China installs cruise missiles on South China Sea outposts: CNBC report

Chinese dredging vessels are purportedly seen in the waters around Fiery Cross Reef in the disputed Spratly Islands in the South China Sea in this still image from video taken by a P-8A Poseidon surveillance aircraft provided by the United States Navy May 21, 2015. U.S. Navy/Handout via Reuters/

WASHINGTON – China has installed anti-ship cruise missiles and surface-to-air missile systems on three of its outposts in the South China Sea, U.S. news network CNBC reported on Wednesday, citing sources with direct knowledge of U.S. intelligence reports.

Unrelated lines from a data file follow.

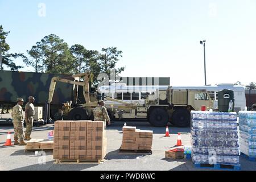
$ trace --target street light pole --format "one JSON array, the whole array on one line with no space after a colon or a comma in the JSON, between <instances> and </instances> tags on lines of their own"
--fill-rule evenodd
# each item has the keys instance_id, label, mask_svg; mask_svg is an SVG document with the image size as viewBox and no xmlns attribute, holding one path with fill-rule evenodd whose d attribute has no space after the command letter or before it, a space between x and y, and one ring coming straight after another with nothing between
<instances>
[{"instance_id":1,"label":"street light pole","mask_svg":"<svg viewBox=\"0 0 256 182\"><path fill-rule=\"evenodd\" d=\"M2 70L2 47L1 47L1 39L0 39L0 70Z\"/></svg>"},{"instance_id":2,"label":"street light pole","mask_svg":"<svg viewBox=\"0 0 256 182\"><path fill-rule=\"evenodd\" d=\"M206 61L205 61L205 40L200 41L200 44L204 45L204 85L207 85L206 80Z\"/></svg>"}]
</instances>

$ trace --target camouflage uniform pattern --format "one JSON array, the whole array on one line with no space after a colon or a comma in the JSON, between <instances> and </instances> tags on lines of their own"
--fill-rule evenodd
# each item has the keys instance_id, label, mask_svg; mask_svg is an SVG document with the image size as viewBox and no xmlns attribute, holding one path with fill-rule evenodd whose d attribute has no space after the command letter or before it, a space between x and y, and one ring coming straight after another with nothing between
<instances>
[{"instance_id":1,"label":"camouflage uniform pattern","mask_svg":"<svg viewBox=\"0 0 256 182\"><path fill-rule=\"evenodd\" d=\"M0 103L16 102L16 97L36 98L35 104L44 104L48 100L49 88L53 77L67 77L69 75L0 71ZM73 85L57 82L51 104L60 105L73 100Z\"/></svg>"},{"instance_id":2,"label":"camouflage uniform pattern","mask_svg":"<svg viewBox=\"0 0 256 182\"><path fill-rule=\"evenodd\" d=\"M108 111L105 107L98 105L93 109L94 121L110 121Z\"/></svg>"},{"instance_id":3,"label":"camouflage uniform pattern","mask_svg":"<svg viewBox=\"0 0 256 182\"><path fill-rule=\"evenodd\" d=\"M19 139L20 141L23 141L24 134L22 106L17 104L13 107L11 116L14 127L14 139Z\"/></svg>"},{"instance_id":4,"label":"camouflage uniform pattern","mask_svg":"<svg viewBox=\"0 0 256 182\"><path fill-rule=\"evenodd\" d=\"M28 102L25 105L25 110L28 115L25 118L26 133L25 136L30 136L33 127L34 116L35 115L35 107L32 103Z\"/></svg>"}]
</instances>

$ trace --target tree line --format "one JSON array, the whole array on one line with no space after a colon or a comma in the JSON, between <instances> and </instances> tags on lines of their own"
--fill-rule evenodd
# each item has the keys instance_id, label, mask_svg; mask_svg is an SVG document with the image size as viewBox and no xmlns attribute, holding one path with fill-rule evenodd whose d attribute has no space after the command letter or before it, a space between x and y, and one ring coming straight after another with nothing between
<instances>
[{"instance_id":1,"label":"tree line","mask_svg":"<svg viewBox=\"0 0 256 182\"><path fill-rule=\"evenodd\" d=\"M57 35L50 34L36 42L26 54L10 53L10 46L6 39L10 31L5 31L0 26L0 43L2 63L11 71L18 71L23 67L17 65L14 60L20 57L27 66L31 66L37 73L77 74L90 71L93 81L97 82L97 75L105 73L110 76L110 70L115 68L117 74L125 67L115 68L122 57L122 51L117 47L102 48L101 51L89 50L82 45L76 44L69 47Z\"/></svg>"}]
</instances>

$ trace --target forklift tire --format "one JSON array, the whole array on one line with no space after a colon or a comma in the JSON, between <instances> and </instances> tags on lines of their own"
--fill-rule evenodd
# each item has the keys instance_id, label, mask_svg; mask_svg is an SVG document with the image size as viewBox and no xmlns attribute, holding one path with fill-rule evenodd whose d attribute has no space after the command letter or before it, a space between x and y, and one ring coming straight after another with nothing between
<instances>
[{"instance_id":1,"label":"forklift tire","mask_svg":"<svg viewBox=\"0 0 256 182\"><path fill-rule=\"evenodd\" d=\"M164 109L155 108L150 111L148 119L149 122L155 127L166 127L169 116Z\"/></svg>"},{"instance_id":2,"label":"forklift tire","mask_svg":"<svg viewBox=\"0 0 256 182\"><path fill-rule=\"evenodd\" d=\"M68 118L73 121L88 120L88 114L83 107L75 107L68 113Z\"/></svg>"},{"instance_id":3,"label":"forklift tire","mask_svg":"<svg viewBox=\"0 0 256 182\"><path fill-rule=\"evenodd\" d=\"M172 114L172 123L179 127L189 127L190 125L190 113L185 109L177 109Z\"/></svg>"}]
</instances>

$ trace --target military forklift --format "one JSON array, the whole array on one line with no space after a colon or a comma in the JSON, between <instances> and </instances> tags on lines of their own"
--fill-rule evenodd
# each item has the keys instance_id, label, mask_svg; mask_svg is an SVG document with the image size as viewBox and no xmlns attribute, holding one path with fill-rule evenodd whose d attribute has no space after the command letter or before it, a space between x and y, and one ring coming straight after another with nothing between
<instances>
[{"instance_id":1,"label":"military forklift","mask_svg":"<svg viewBox=\"0 0 256 182\"><path fill-rule=\"evenodd\" d=\"M89 73L72 76L74 81L65 78L53 77L49 89L49 103L51 103L57 82L80 85L83 87L85 104L77 105L67 102L61 109L63 119L93 119L93 109L97 106L97 100L102 96L89 92ZM83 78L83 81L80 81ZM77 97L77 96L76 96ZM106 104L112 120L146 119L155 127L166 127L170 122L177 127L188 127L190 125L190 111L200 110L205 106L212 109L213 101L206 90L173 89L171 86L164 89L156 89L150 94L143 104L130 103L109 97L105 100L121 104Z\"/></svg>"}]
</instances>

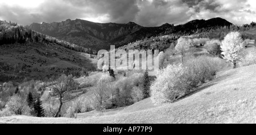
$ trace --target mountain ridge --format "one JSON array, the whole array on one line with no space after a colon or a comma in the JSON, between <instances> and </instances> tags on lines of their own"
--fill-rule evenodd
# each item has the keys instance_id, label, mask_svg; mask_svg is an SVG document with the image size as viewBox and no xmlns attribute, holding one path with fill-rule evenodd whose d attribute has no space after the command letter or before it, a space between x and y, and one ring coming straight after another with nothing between
<instances>
[{"instance_id":1,"label":"mountain ridge","mask_svg":"<svg viewBox=\"0 0 256 135\"><path fill-rule=\"evenodd\" d=\"M159 27L145 27L134 22L126 24L99 23L76 19L52 23L32 23L27 28L36 32L94 50L107 49L110 45L117 47L145 37L159 34L186 34L198 29L230 26L232 23L216 18L209 20L194 20L184 24L174 25L165 23Z\"/></svg>"}]
</instances>

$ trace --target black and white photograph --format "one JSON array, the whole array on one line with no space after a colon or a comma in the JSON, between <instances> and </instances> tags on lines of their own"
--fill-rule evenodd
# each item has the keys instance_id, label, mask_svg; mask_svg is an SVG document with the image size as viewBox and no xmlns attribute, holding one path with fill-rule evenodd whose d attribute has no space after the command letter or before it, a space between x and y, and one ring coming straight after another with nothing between
<instances>
[{"instance_id":1,"label":"black and white photograph","mask_svg":"<svg viewBox=\"0 0 256 135\"><path fill-rule=\"evenodd\" d=\"M255 124L255 0L0 0L0 124Z\"/></svg>"}]
</instances>

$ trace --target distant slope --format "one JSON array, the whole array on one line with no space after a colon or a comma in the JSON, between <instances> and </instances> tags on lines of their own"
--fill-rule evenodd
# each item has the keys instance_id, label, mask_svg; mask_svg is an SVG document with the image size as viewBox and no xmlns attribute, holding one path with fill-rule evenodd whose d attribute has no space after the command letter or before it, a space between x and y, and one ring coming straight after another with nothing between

The move, if confirmed, would mark the first Chinese missile deployments in the Spratly Islands, where several Asian countries including Vietnam and Taiwan have rival claims.

China’s Defence Ministry did not immediately respond to a request for comment.

CNBC quoted unnamed sources as saying that according to U.S. intelligence assessments, the missiles were moved to Fiery Cross Reef, Subi Reef and Mischief Reef within the past 30 days.

The U.S. Defense Department, which opposes China’s installation of military facilities on outposts it has built up in the South China Sea, declined comment. “We don’t comment on matters of intelligence,” a spokesman said.

 China has made no mention of any missile deployments but says its military facilities in the Spratlys are purely defensive, and that it can do what it likes on its own territory.

Greg Poling, a South China Sea expert at Washington’s Center for Strategic and International Studies think tank, said deploying missiles on the outposts would be important.

“These would be the first missiles in the Spratlys, either surface to air, or anti-ship,” he said.